Es curioso que, en una sociedad tan violenta, el tabú del suicidio permanezca intacto.
Las matanzas sin término de Vladímir Illich Lenin; los campos de castigo ideados por Iósif Stalin, donde los caídos se contaron por millones; los innumerables archipiélagos Gulag, en los que se moría no sin antes haber arañado un poco de calor gracias al caldo hecho con los cascos de los caballos muertos; las fosas comunes cavadas durante la Guerra de los Balcanes; los ataques del terrorismo y su cuenta siniestra de vidas y mutilaciones; los nauseabundos métodos de gaseo de Al-Assad sobre población civil en Siria, cuando en agosto de 2013 murieron cerca de mil cuatrocientas personas en apenas unos minutos; el episodio de la horripilante carnicería de la isla de Utoya; la catástrofe minera de Soma, el avión de la compañía Germanwings estrellado en los Alpes, han contribuido a abrir unas rápidas vías hacia el autodesprecio humano. Por todo esto, y ante esta embrutecedora falta de responsabilidad, cabe preguntarse si es legítimo acusar a alguien de darse muerte cuando una sociedad entera no deja de arrebatarse la vida.

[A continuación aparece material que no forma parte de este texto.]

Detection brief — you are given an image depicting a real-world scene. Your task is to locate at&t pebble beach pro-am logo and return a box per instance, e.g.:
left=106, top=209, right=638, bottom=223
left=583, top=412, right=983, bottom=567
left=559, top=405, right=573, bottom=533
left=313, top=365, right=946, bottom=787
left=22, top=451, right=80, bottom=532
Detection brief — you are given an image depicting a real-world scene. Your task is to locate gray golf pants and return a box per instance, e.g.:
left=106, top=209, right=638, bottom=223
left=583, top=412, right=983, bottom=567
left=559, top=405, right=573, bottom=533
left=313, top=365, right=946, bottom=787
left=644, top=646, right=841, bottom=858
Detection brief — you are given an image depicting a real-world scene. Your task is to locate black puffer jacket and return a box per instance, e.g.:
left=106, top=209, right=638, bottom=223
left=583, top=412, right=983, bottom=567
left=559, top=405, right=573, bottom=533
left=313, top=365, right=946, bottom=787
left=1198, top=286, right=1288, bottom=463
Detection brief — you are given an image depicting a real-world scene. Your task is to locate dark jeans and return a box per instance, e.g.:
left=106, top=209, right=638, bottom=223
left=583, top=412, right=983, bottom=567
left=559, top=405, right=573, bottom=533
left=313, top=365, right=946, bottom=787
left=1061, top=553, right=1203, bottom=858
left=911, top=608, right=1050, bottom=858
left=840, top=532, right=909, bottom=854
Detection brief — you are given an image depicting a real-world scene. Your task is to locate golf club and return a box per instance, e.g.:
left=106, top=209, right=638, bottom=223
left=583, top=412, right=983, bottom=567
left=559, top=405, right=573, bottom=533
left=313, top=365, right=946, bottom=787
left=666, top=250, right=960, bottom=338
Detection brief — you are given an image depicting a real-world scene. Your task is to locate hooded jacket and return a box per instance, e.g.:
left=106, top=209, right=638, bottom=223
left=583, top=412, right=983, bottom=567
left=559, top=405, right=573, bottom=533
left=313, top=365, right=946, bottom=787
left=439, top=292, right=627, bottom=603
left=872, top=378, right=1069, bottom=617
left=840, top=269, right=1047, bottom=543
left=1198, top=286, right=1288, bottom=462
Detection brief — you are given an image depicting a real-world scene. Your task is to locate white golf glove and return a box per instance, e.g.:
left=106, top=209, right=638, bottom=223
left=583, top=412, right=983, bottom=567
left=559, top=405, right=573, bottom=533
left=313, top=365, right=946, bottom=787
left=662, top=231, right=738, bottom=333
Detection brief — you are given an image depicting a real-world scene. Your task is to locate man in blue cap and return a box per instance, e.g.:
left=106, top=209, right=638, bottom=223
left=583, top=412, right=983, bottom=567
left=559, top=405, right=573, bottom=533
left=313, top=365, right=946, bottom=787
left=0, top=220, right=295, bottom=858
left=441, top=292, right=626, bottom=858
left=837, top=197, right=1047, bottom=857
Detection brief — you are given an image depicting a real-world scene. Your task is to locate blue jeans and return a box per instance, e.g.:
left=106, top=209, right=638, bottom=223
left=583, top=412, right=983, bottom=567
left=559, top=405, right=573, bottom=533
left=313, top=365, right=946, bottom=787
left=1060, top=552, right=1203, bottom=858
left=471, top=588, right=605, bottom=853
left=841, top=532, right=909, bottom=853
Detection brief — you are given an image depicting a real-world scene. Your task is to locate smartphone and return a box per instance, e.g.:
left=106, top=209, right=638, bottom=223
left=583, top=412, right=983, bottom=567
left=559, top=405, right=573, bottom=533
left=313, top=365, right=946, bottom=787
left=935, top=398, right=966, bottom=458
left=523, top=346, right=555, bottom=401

El intimidador azote publicitario, el salvaje remolino originado por los medios de comunicación y su destreza para difundir la alienación y desmoralización social, las endémicas injurias bancarias, la impunidad de los malhechores de las altas finanzas, el florecido jardín de Wall Street, la dentellada de los políticos que deben obediencia a su partido y que han arrebatado la política a los ciudadanos, el obsceno y tintineante campar de las mafias, el grito de “¡Todo para la banca del deporte! ¡Siempre gana!” –con las infames sumas pagadas a unas estrellas que apenas saben esbozar una frase-. La corrupción institucionalizada, el consumo vuelto ideología, el consiguiente expolio económico, la voz elevada desde la presidencia del Fondo Monetario Internacional proclamando a los cuatro vientos la necesaria “austeridad” de la ciudadanía para una salvación financiera universal, los mal disimulados cepos del banco central europeo, la jactancia del simulacro síndico-empresarial, son, en fin, recordatorios obstinados de la insignificancia de las personas en lo real: actúan como una lente de aumento sobre nuestra propia indefensión, e instigan de manera eficaz el menosprecio hacia cada uno en tanto que miembro de una especie que es capaz de los peores escarnios y, por supuesto, de cometer, muchas veces de manera colectiva, los actos más autodestructivos. Cuando se es capaz de actuar monstruosamente, tenemos que poner en entredicho la condición de una especie que se llama a sí misma humana.
Es incontestable que la muerte voluntaria es una conducta compleja, con numerosos factores genéticos, psicológicos, sociales... Pero no todo se puede atribuir a los trastornos mentales. Foucault concibe la muerte como “el punto más secreto de la existencia”, el más íntimo, y el suicidio como el derecho personal y privado de morir. Y lo hace, precisamente, como oposición al poder que desde el sistema se ejerce sobre la existencia de cada uno, sobre el devenir de cada ciudadano. El Estado moderno, con su potestad sobre la administración de la vida, contempla el suicidio como una usurpación.